Mr C is an interest of mine, one of a great many as my 4 year-old blog testifies. Epochs may pass before Mr C gets another dose of creative Arcatisation.
If you've read his novel already then you're either one of his editors or a friend - so may I suggest your literary judgement is probably compromised?
But Coleridge is always competent and smart: I'm sure his "newest novel" will please his fans, even if his bon bon fiction leaves me needing mental root canal.
Way off topic but I think this deserves attention. Fast forward to 37:00 for a real hoot.
http://www.bbc.co.uk/iplayer/episode/b00qcps3/This_Week_28_01_2010/
Is this a sequel to his Deadly Sins novel ? It is nice to hear about Mr Coleridge again. Maybe Nicholas Coleridge and Julian Fellowes should join forces to write a novel about the British and European aristocracy or the history of Ttatler magazine X
The reader up NC's arse should reread Madame's piece. She disses his publisher rather than the book. Obviously Macmillan are not treating the book seriously if they can't beothered to put up a plot description.

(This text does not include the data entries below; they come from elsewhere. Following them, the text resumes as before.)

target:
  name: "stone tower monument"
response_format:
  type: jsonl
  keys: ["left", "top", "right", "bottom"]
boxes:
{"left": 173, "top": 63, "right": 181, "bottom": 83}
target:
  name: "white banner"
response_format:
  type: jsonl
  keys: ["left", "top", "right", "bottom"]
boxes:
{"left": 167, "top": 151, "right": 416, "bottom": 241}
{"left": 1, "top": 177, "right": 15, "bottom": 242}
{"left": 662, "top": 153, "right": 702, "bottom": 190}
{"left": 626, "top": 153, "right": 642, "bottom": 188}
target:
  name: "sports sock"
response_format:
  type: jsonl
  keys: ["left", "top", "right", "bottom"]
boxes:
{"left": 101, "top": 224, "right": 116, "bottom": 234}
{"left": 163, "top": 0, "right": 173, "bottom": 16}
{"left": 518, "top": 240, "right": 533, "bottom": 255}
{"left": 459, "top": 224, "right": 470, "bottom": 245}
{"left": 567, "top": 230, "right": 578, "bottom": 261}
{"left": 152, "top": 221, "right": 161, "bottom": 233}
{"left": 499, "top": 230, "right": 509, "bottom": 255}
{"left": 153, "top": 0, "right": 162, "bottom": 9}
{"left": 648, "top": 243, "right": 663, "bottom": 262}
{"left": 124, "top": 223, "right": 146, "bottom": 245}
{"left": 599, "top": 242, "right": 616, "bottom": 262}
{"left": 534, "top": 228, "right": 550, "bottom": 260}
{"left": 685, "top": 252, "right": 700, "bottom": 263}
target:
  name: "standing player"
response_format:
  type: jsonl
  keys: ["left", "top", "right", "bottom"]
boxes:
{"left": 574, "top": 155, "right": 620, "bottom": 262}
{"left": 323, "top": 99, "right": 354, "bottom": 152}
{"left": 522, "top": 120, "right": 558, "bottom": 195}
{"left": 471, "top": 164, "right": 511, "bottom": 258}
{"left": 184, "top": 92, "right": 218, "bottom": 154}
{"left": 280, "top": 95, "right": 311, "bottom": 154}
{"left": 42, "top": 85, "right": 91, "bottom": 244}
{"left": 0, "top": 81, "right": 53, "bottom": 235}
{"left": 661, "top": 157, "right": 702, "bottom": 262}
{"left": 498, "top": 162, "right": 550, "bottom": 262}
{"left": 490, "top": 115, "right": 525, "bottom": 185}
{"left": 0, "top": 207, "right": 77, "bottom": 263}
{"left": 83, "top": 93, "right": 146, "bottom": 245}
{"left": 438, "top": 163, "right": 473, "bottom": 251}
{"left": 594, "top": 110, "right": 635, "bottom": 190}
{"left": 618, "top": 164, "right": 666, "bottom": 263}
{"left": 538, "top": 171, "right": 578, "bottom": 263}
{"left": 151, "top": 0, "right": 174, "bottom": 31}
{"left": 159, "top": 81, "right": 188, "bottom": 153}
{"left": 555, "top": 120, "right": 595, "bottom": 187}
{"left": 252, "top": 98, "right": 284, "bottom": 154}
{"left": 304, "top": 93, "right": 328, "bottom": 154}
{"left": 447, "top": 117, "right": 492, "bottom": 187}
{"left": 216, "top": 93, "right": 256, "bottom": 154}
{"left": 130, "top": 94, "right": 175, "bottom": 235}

I think J.K. Rowling proved that prose with excess fat and gruelingly slow narrative will hardly be indicative of the failure of a novel. The same about story starts or drivel; if I hadn’t been reading the story for my niece I would have put down the first volume down before reaching the second chapter and never find out about Voldemort; the first three chapters are sheer torture. She made it obvious someone can have no writing skills and still have the talent to wrap a whole generation in a story. She worked A LOT at making the characters three-dimensional, I’ll give her that.
It is to be seen if Mr. C’s newest-est novel has as much structure as a story like Harry Potter, enough to make readers empathize with some of the situations and be willing to put up with the drivel. Is the dreadful title of the novel an indication of how uninspired the story must be? I can’t be bothered to read the excerpt; not right now.
Anyone is welcome to call me pedantic; I’m a “sticks and stones …” kind of gal.
MA darling, why do I feel Tom Wolfe should be one of the labels in this story?
ox
oh! I love it when the verification word is "related": fattiest. LOL
Fear not, Blithe, you'll find no Voldemort in an NC novel. Just Sunday supp profile caricatures of rich people.
Madame, "Pride And Avarice" seems to be the US title of "Deadly Sins", which Amazon.co.uk tells me was published last April in the UK.
(A regular) xxx
Yes. It's taken quite a time for anyone to notice.